Does something look familiar about that mugshot?
With the news Thursday that a repeat sex offender with a lengthy criminal history was being released into the city, many Winnipeggers worried about the apparent revolving door that sees offenders labelled as a ‘high risk to re-offend’ repeatedly arrested and released.
Criminal defense lawyer Scott Newman told 680 CJOB that it’s more complicated than simply locking someone up and throwing away the key.
Newman – who isn’t involved in the specific case of Winston Thomas, the recently-released offender – said the justice system has a number of different tools when it comes to dealing with people who pose a risk to the public.
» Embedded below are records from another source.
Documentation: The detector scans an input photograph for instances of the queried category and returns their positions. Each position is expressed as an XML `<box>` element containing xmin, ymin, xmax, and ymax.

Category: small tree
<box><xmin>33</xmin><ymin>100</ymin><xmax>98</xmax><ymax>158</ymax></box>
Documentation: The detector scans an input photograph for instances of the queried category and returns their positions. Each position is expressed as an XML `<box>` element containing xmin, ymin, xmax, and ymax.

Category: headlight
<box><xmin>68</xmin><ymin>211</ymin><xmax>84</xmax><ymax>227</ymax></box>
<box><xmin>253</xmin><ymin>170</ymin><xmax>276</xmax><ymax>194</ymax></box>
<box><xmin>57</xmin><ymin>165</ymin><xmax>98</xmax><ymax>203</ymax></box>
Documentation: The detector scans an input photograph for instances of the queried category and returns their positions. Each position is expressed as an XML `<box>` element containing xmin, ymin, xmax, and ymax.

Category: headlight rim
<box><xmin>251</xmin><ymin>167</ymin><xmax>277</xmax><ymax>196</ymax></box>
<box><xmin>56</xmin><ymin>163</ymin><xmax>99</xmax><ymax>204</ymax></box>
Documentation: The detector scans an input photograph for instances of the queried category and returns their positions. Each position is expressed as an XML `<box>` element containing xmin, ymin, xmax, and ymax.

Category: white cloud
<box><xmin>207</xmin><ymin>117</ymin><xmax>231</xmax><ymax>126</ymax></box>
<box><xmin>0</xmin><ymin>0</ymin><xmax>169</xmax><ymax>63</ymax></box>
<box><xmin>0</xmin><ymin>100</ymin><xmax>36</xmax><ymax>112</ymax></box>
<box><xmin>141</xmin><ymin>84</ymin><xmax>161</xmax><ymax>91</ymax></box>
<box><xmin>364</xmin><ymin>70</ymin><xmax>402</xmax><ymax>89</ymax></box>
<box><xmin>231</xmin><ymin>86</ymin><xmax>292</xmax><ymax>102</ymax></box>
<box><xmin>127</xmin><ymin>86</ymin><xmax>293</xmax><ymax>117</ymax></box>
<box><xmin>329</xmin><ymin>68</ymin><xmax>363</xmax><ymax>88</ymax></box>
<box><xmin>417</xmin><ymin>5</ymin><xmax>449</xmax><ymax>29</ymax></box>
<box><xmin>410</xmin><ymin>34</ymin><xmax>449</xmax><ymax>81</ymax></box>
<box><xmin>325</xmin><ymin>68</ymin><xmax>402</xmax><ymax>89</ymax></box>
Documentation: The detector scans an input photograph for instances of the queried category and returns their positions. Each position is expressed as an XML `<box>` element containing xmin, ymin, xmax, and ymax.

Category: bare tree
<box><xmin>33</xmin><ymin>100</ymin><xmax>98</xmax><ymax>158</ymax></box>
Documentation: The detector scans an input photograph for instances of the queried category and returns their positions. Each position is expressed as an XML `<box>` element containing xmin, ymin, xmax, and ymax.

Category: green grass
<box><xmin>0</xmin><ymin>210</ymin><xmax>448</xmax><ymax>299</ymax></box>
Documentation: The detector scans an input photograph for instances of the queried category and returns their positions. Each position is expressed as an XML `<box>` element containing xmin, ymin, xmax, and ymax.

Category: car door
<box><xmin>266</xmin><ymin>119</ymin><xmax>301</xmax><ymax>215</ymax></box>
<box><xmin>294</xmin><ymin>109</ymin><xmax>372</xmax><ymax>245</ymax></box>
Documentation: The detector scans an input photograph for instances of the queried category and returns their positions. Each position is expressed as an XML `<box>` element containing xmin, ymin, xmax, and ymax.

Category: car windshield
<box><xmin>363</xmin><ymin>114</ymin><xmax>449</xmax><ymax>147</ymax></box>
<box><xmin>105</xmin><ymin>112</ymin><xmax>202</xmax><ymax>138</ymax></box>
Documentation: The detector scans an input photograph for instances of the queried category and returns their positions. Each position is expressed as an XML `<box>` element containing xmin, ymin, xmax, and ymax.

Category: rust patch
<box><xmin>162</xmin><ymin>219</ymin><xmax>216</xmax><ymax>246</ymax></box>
“The most serious is (labeling someone) a ‘dangerous offender’,” said Newman, “where someone is such a dangerous risk to commit something that’s terribly aggressive, or a pattern of repetitive behaviour of such a brutal nature, that we say that person has to be locked up for the rest of their lives.
“We, as a society, save that as a last resort. We don’t want to pull that as the first club out of the bag. We’ve got to be really sure that before we send somebody to jail for the rest of their life, that we’re sure this is a person that needs to be locked up for the rest of their life.”
Newman said language like “high risk to re-offend” – especially in cases where a person has been convicted of serious crimes – can be misleading.
If, he said, ‘high risk’ can be taken to mean there’s a 70 per cent chance of re-offense, there’s still a significant number of people – three out of 10 – who will be rehabilitated and will never commit any future crimes.
Punishing a person who has already served a sentence for their past crimes for something they might do in future, he said, isn’t an effective strategy.
“If we’re going to lock all these guys up, we’re going to have a lot of wrongfully held people.”
While Newman said he couldn’t speak to the particular post-release supervision in Thomas’s case, high-risk offenders are usually monitored extremely closely once they’re back in the community, and any slip-up, no matter how minor, means they’re likely to be thrown back behind bars.
An offender with a 7 p.m. curfew, for example, is likely to see police waiting at his door, ready to re-arrest him if he’s even a minute past the cut-off.
Thomas’s conditions include a lifetime weapons ban, as well as supervised probation until December 2020. His conditions include alcohol and drug prohibitions, a daily curfew, and required treatment and counselling.